RSV, a member of the Paramyxoviridae family, causes respiratory morbidity in both elderly individuals and infants [24]. RSV has been shown isocratically to activate human DCs and induce the production of immunomodulatory cytokines [25], including both the Th1-type cytokine IFN-γ and Th2-type cytokines [26]. Moreover, the functions of pDCs in respiratory viral infections have not been fully clarified.
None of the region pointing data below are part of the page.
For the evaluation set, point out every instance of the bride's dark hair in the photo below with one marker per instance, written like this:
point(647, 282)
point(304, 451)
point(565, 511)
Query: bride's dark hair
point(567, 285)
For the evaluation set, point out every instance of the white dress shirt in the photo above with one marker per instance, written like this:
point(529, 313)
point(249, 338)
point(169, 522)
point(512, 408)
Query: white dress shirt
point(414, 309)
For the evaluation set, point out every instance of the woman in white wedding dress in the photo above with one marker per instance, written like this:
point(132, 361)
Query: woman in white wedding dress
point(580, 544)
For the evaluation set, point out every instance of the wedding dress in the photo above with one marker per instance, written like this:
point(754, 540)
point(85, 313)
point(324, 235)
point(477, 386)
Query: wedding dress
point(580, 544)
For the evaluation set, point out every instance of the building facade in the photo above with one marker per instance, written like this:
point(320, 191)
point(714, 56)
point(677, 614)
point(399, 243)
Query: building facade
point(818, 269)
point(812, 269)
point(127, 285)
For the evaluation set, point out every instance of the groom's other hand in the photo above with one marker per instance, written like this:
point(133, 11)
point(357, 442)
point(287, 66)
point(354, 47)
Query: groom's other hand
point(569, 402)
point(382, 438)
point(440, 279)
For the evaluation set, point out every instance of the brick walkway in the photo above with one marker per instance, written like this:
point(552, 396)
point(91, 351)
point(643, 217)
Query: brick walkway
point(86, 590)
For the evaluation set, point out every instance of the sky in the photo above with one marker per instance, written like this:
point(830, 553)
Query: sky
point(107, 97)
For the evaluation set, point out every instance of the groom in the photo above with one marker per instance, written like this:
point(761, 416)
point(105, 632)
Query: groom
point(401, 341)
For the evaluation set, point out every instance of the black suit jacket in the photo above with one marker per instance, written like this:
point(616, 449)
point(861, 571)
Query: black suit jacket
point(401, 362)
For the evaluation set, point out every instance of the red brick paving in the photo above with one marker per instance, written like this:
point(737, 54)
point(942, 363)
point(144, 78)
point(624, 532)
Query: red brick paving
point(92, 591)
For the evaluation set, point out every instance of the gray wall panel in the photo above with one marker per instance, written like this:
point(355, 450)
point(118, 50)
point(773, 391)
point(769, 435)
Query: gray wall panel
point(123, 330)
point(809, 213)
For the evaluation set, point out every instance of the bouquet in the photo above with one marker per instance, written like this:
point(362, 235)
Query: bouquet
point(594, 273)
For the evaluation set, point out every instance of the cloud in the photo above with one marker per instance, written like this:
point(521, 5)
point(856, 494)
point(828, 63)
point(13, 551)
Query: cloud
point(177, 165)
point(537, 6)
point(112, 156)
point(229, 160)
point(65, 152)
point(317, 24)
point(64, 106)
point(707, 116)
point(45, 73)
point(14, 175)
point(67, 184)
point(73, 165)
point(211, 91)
Therefore, the present study assessed the pathological mechanisms of RSV infection in pDCs.

The kynurenine pathway has been shown to modulate tryptophan metabolism and the serotonergic system and to play critical roles in the secretion of pro-inflammatory cytokines [27]. In the kynurenine metabolic pathway, tryptophan is initially oxygenated by IDO to yield kynurenine, which is subsequently transformed by kynurenine aminotransferase to kynurenic acid [28]. Our findings showed that RSV infection markedly reduced kynurenic acid concentrations in pDCs, suggesting that RSV infection can modulate inflammatory responses in pDCs by regulating the production of kynurenic acid.

The anti-inflammatory effects of kynurenic acid have been found to correlate with the modulation of immune responses in DCs undergoing pro-inflammatory stimulation [29]. Similarly, the Th1/Th2 balance in cell immune responses, especially the balance between Tregs and Th17 cells, plays critical roles in various infectious diseases and nervous system disorders [30,31]. Thus, changes in Foxp3+ Treg cells and Th17 cells in pDCs in response to RSV infection were assessed by flow cytometry. Our findings indicated that RSV infection reduced the proportion of Foxp3+ Treg cells and increased the proportion of Th17 cells. Because RSV infection is associated with a Th1-type immune response, including the secretion of IFN-γ [32], we also tested the effects of IFN-γ treatment on the balance between Tregs and Th17 cells [32]. We found that IFN-γ increased the proportion of Foxp3+ Tregs while reducing the proportion of Th17 cells. These findings suggest that IFN-γ promotes the transformation from Th17 cells to Foxp3+ Treg cells, whereas RSV infection suppresses this transformation, altering the Th17/Treg balance.

IDO is a rate-limiting enzyme in the synthesis of tryptophan-related metabolites such as kynurenic acid. IDO expression can be induced by inflammatory cytokines [33]. Disorders can be treated by altering the metabolism and/or balance of immune system cells, thereby modulating immune responses [34,35]. One example may be the ability of IDO activity to modulate tryptophan metabolism. Treatment of pDCs with the IDO inhibitor 1-MT or the IDO inducer ISS-ODN affected both kynurenic acid production and the Th17/Treg balance. Kynurenic acid concentration was significantly reduced by the IDO inhibitor and significantly enhanced by the IDO inducer, suggesting that RSV infection decreased kynurenic acid concentration by modulating IDO activity. In addition, the proportion of T cell-derived Foxp3+ Tregs was significantly reduced by IDO inhibitor, but was significantly increased by IDO inducer. Conversely, the proportion of Th17 cells was significantly increased by IDO inhibitor but was significantly reduced by IDO inducer, suggesting that RSV infection inhibited the transformation from Th17 to Foxp3+ Tregs by modulating IDO activity.

Conclusions

To the best of our knowledge, this study is the first to clarify changes in kynurenic acid resulting from RSV infection of human pDCs. We found that RSV infection decreased kynurenic acid concentration and altered the balance between Th17 and FoxP3+ Treg cells. IDO inhibitor reduced kynurenic acid concentration, whereas IDO inducer increased its concentration in RSV-infected pDCs. In summary, RSV infection reduced production of kynurenic acid and inhibited the transformation from Th17 to Foxp3+ Tregs (Th17/Treg balance) by altering IDO activity in pDCs.